Verdrängung Alteingesessener aus innenstadtnahen Wohnlagen kann nicht aufgehalten werden

Nina Paulsen

750 Meter lang, Dutzende Restaurants, Cafés und Kneipen: Die Lange Reihe in St. Georg gehört zu Hamburgs gefragtesten Zielen zum Ausgehen und Flanieren. Allerdings: Das Viertel rund um die beliebte Amüsiermeile ist in den vergangenen Jahren auch zum Hotspot für Wohnungsinteressenten geworden - mit steigenden Mieten und mehr Wohneigentum als Folge.

Alteingesessene beklagen die Gentrifizierung ihres Viertels - ihre Verdrängung durch eine neue, wohlhabendere Klientel. "Die soziale Erhaltungsverordnung kam für St. Georg im Grunde viel zu spät", sagt Martin Streb vom Bürgerverein St. Georg deshalb. "Hier ist schon viel zu viel Mietraum in Eigentum umgewandelt worden."

Seit einem Jahr gilt in St. Georg der vom Senat verordnete Milieuschutz, der im Behördendeutsch etwas umständlich "soziale Erhaltungsverordnung" heißt. Luxussanierungen oder Umwandlungen von Miet- zu Eigentumswohnungen stehen seither unter Genehmigungspflicht. In diesem Jahr wird es sieben Erhaltungsgebiete geben, mit zusammen mehr als 78.000 Bewohnern. Und es sollen mehr werden.

Für sechs weitere Gebiete laufen Vorprüfungen. Prof. Jürgen Oßenbrügge, Stadtforscher an der Uni Hamburg sieht in der Erhaltungsverordnung eine "symbolische Maßnahme, ein Signal der Stadt, dass sie eine Gefahr für einige Quartiere sieht". Er ist überzeugt, dass die derzeitige Entwicklung zwar verlangsamt werden kann. "Aber den Prozess aufhalten, das kann der Milieuschutz nicht."

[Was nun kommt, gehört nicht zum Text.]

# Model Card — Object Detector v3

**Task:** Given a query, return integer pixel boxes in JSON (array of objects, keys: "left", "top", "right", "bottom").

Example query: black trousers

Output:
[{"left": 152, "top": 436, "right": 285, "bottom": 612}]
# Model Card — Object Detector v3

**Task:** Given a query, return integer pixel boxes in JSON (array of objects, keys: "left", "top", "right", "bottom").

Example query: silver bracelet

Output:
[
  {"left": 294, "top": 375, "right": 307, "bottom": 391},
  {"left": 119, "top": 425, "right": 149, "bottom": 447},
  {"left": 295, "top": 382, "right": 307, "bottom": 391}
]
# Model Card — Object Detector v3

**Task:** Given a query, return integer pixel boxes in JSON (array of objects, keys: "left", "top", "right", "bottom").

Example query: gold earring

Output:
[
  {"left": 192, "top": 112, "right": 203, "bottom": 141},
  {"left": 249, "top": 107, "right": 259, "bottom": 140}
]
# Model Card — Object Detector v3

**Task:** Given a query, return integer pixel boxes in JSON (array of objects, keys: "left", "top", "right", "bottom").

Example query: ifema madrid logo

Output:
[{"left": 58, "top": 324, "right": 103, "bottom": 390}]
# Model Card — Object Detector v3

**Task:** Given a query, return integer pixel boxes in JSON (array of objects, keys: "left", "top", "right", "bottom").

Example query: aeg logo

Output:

Das Phänomen, dass innenstadtnahe Stadtteile stark nachgefragt werden, sei durch die CDU-regierten Jahre Anfang des vergangenen Jahrzehnts ausgelöst worden. "Damals drängte es die Leute raus ins Grüne. Mit dem Motto der Wachsenden Stadt wollte man dem entgegenwirken." Deshalb sei der Milieuschutz ausgesetzt worden. Nun kauften diejenigen, die es sich leisten konnten, nicht mehr im Umland ihr Haus, sondern eine Wohnung in der Stadt.

Heinrich Stüven, Vorsitzender des Grundeigentümer-Verbands Hamburg, ist ein erklärter Gegner der sozialen Erhaltungsverordnung. Dass die Umwandlung in Eigentum verhindert wird, bezeichnet Stüven als "fiskalisches Harakiri". Die Stadt müsse schließlich ein Interesse an einkommensstarken Bewohnern haben. Und die kaufen Wohnungen. "Das sind auch diejenigen, die für ein hohes Steueraufkommen sorgen. Kommen die nicht in innenstadtnahen Quartieren unter, gehen die ins Umland und zahlen dort ihre Steuern."